Thank you all so much for your replies and encouragement. I appreciate every one and will stay connected for sure. I met my new oncologist yesterday. He was very nice with some pleasing human-like qualities, unlike many doctors I've met who are more robot than human.
The news was pretty much what I was suspecting, but hearing it out loud wasn't the most fun appointment I've ever had. I have Stage 4 pancreatic cancer, which has spread to the liver. The tumours are all very small and inoperable, but since they're still small that's 'good'. I'm going to be starting 6 months of 2 weekly FOLFIRINOX in 2-3 weeks, which should keep it at bay and he said it will hopefully give me another 1-2 years, but nothing is guaranteed. Charming. Seeing the words 'Disease control/palliative' box ticked on the form gave me a small wobble last night. The new CNS also talked about referring me to St Peter's Hospice. I put my fingers in my ears and hummed God Save the Queen. Not what I wanted to hear yesterday. But she went on to say that since I'm so well at the moment (how frigging annoying is that?) she won't refer me yet. I actually feel better than I have in years.

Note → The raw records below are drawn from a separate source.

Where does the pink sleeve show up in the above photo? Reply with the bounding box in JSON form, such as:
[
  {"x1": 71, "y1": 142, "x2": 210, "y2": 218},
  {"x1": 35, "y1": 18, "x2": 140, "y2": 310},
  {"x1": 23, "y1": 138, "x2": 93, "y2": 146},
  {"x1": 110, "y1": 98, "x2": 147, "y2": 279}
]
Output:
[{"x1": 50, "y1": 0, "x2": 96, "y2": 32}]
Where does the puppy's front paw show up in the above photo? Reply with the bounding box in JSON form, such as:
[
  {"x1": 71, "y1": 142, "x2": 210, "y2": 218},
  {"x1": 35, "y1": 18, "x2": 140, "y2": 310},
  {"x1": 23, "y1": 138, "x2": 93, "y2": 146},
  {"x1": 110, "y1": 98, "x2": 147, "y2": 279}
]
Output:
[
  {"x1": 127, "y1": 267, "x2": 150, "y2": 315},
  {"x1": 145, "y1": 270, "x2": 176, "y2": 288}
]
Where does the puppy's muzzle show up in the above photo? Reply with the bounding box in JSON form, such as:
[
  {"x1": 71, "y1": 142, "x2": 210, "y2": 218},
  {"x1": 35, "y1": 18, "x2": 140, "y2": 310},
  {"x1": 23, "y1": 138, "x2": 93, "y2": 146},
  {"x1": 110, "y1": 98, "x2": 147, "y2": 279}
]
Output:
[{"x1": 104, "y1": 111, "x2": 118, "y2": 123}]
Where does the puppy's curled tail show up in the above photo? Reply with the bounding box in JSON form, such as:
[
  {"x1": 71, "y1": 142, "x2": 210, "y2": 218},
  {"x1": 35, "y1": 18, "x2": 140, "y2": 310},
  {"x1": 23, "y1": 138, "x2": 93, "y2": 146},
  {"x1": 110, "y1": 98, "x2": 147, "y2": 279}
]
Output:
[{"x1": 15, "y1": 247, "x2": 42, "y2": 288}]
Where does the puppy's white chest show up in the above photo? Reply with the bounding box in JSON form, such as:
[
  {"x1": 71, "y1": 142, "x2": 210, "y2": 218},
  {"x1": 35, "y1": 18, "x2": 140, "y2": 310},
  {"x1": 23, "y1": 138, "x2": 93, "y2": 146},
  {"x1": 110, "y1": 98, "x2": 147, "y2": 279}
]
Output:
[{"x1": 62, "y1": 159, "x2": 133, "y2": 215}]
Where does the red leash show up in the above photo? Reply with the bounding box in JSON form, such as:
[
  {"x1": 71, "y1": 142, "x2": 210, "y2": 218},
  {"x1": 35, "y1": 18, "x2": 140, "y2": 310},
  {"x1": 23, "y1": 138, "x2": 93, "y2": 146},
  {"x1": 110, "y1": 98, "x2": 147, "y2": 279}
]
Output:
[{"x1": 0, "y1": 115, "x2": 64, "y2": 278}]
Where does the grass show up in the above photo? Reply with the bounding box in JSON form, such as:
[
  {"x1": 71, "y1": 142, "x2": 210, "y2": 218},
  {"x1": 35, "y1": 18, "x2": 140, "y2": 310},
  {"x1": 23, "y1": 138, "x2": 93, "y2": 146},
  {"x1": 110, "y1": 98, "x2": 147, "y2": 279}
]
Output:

The accidentally snipped ureter is a problem as I keep getting infections, so he wants that removed before I start chemo. More waiting. My beloved nephew is getting married in October and I'll hopefully be finished chemo by then, so I can put on the bling and an enormous hat and celebrate with my family.
I asked about the ovarian cancer and the chances of it recurring, and he said 'Pancreatic cancer trumps ovarian' and we had a little giggle. #rollseyes
Onward and Upward. I'm not going down without a fight.